DAVRANIŞLARDA BİYOLOJİK YAKLAŞIM
Hiç merak ettiniz mi? Arkadaşlar!
Sosyal yaşam içerisinde ki davranışlarımız nasıl gerçekleşiyor?
Bazen güleriz, bazen ağlarız.........neden ?
Bazen seviniriz, bazen üzülürüz.......neden?
Bazen yürürüz, bazen koşarız.........neden?
..........
Tüm hayatımızı etkileyen ve çeşitli davranışlarda bulunmamızı sağlayan biyolojik yapılarımız içinde ki sistem nasıl çalışıyor, nelerden etkileniyor, hiç düşündünüz mü ?
Zihinsel, ruhsal ve bedensel bütünlüğümüzü etkileyen hisler, duygular, inançlar ve yargılarımız nasıl meydana geliyor?
Bazen çok olumlu duygulara sahip olup evrene pozitif enerji, bazen de çok olumsuz duygulara sahip olup evrene negatif enerji yayıyoruz bu durum nasıl gerçekleşiyor ?
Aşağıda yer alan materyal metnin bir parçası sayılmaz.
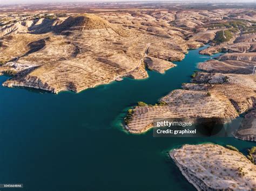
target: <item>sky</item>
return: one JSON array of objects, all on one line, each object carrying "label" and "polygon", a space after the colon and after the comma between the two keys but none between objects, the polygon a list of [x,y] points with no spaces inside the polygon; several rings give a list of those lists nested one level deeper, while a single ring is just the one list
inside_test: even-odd
[{"label": "sky", "polygon": [[[143,1],[143,2],[152,2],[157,1],[157,0],[0,0],[0,5],[1,4],[33,4],[33,3],[64,3],[64,2],[136,2],[136,1]],[[172,2],[204,2],[204,3],[223,3],[223,0],[161,0],[160,1],[168,2],[171,1]],[[225,3],[255,3],[256,0],[225,0]]]}]

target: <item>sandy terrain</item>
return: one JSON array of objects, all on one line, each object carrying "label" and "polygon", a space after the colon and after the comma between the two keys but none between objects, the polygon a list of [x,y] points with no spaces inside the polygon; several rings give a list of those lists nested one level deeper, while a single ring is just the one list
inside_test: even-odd
[{"label": "sandy terrain", "polygon": [[256,166],[237,151],[206,144],[184,145],[169,154],[198,190],[256,188]]}]

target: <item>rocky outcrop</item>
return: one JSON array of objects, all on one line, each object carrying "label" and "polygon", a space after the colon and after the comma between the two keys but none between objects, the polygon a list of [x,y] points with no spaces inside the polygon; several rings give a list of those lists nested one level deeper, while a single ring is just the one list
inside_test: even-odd
[{"label": "rocky outcrop", "polygon": [[234,136],[240,139],[256,142],[256,109],[247,114]]},{"label": "rocky outcrop", "polygon": [[169,155],[198,190],[250,190],[256,187],[256,166],[239,152],[207,144],[184,145]]},{"label": "rocky outcrop", "polygon": [[162,74],[165,70],[177,66],[171,62],[150,56],[144,58],[144,62],[149,69]]}]

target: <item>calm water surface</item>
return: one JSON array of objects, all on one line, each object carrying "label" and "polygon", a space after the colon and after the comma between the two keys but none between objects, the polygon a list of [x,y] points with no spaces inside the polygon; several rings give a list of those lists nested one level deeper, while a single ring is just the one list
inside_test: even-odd
[{"label": "calm water surface", "polygon": [[[167,151],[213,142],[245,152],[254,144],[233,138],[153,138],[152,130],[130,135],[121,124],[137,102],[154,104],[188,82],[197,64],[211,58],[200,49],[164,75],[149,71],[146,80],[125,79],[79,94],[0,87],[0,183],[22,183],[19,190],[33,191],[194,190]],[[0,76],[0,83],[7,78]]]}]

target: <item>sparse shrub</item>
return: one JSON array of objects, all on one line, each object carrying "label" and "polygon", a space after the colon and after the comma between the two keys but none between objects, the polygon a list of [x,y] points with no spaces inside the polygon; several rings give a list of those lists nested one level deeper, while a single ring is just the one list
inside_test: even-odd
[{"label": "sparse shrub", "polygon": [[138,102],[138,106],[146,106],[147,104],[143,102]]},{"label": "sparse shrub", "polygon": [[233,146],[232,145],[226,145],[226,148],[228,148],[229,150],[231,150],[232,151],[237,151],[238,152],[239,152],[239,150],[238,149],[237,149],[234,146]]}]

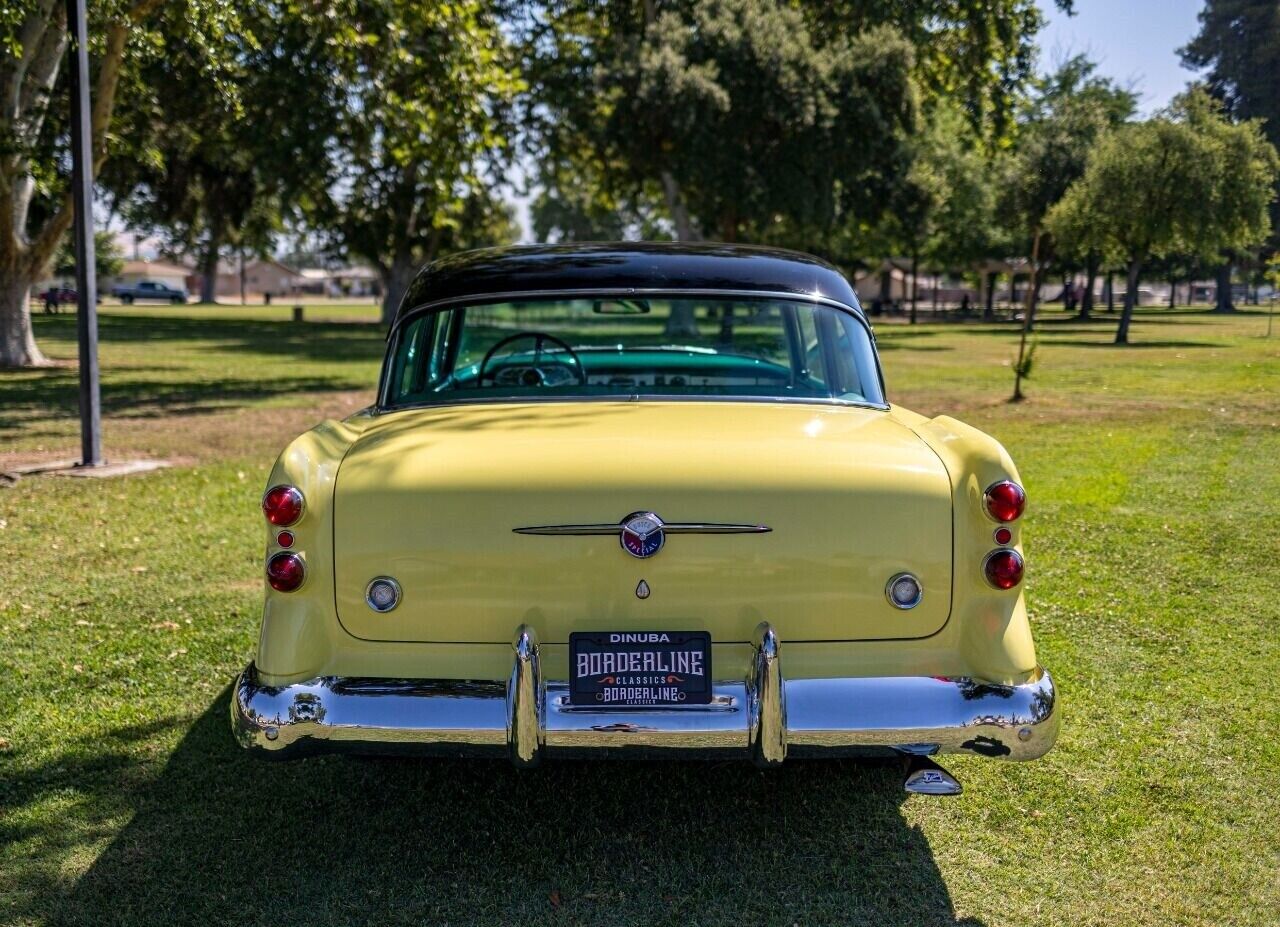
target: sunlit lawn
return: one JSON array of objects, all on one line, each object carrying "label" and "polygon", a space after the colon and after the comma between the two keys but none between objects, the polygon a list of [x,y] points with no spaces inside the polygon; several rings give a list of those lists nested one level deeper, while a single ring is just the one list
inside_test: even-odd
[{"label": "sunlit lawn", "polygon": [[[170,470],[0,489],[0,923],[1280,922],[1280,332],[1050,311],[897,321],[891,397],[1000,438],[1066,721],[1043,761],[262,764],[227,688],[257,631],[266,467],[367,403],[372,309],[105,309],[109,456]],[[1105,316],[1105,314],[1103,314]],[[319,321],[325,319],[325,321]],[[74,320],[37,318],[55,357]],[[73,367],[0,374],[0,470],[77,455]],[[783,653],[785,658],[785,653]]]}]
Gerçek olan bir şey var ki!
Biyolojik yapımız ve bu yapıyı tanıyıp kullana bilme becerimiz tüm hayatımızın merkezini oluşturuyor. Olumlu kullanırsak mutlu, olumsuz kullanırsak mutsuzluk reçetemizi elimize veriyor.
"Ne düşünürsek o oluyoruz"
Davranışlarımızın Biyolojik temellerini oluşturan sinir sistemi ve iç salgı bezlerinin yapı ve işleyişinin davranışlarımızı nasıl etkilediğine bir göz atalım.
Biyolojik yaklaşımı iyi anlayabilmemiz için; masa üzerinde bulunan bir bardak suyu içmek isteyen birinin hangi işlemleri gerçekleştirmesi gerekiyor? Bir bakalım!
1.Su gereksinmesi olduğunun farkına varması.
2.Su bardağını ve içindeki suyu tanıması.
3.Bulunduğu sosyal ortam içerisinde suyu içmesinin normal davranış olduğuna karar vermesi.
4. Eli su bardağına uzanırken, bardakla eli arasındaki sürekli olarak kısalan mesafeyi, geri-bildirim sürecinden yararlanarak, doğru algılaması ve bardağı yakalayabilmesi,
5. Bardağı yakalayan elin belirli bir kuvvet derecesinde kavraması,
6. Elin kavradığı bardağın ağıza uygun hız ve mesafede getirilmesi,
7. Ağızın açılışıyla bardağın dudaklara dokunuşu arasında,
8. Yutkunma davranışının hızıyla ağıza giren suyun miktarı arasında,
9. Yutkunma davranışıyla nefes alama davranışı arasında,
10. Ağıza girmesi istenilen su miktarı ile bardağın ağızla oluşturduğu açı arasında ve buna benzer yüzlerce davranışsal ve algısal süreç arasında dengeleme ve işbirliği (koordinasyon) yapabilmesi gerekiyor. (Doğan CÜCELOĞLU İnsan ve Davranışı Kit.)
Böyle basit bir davranışın altında yatan binlerce sinirsel süreç, saniyenin binde hatta milyonda biri kadar ufak birimlerle ifade edilebilen kısa bir zaman süreci içinde sinir sisteminde gerçekleşiyor.
İnsan Sinir sisteminin yapısı ve işlevleri;
Bedenimizin her yerine yayılmış olan ve her birimi bir biriyle ilişki halinde bulunan bir elektiriksel ve kimyasal iletişim ağıdır. Sinir sistemimizi oluşturan temel birim ise nöron adı verilen sinir hücreleridir.
Nöron Sinir hücreleri;
Sinir sistemimizin bir barçası olan insan beyninde yaklaşık 13 milyar kadar nöron sinir hücresi bulunmaktadır. İnsan beyninin ortalama ağırlığı 1.5 kilo civarındadır.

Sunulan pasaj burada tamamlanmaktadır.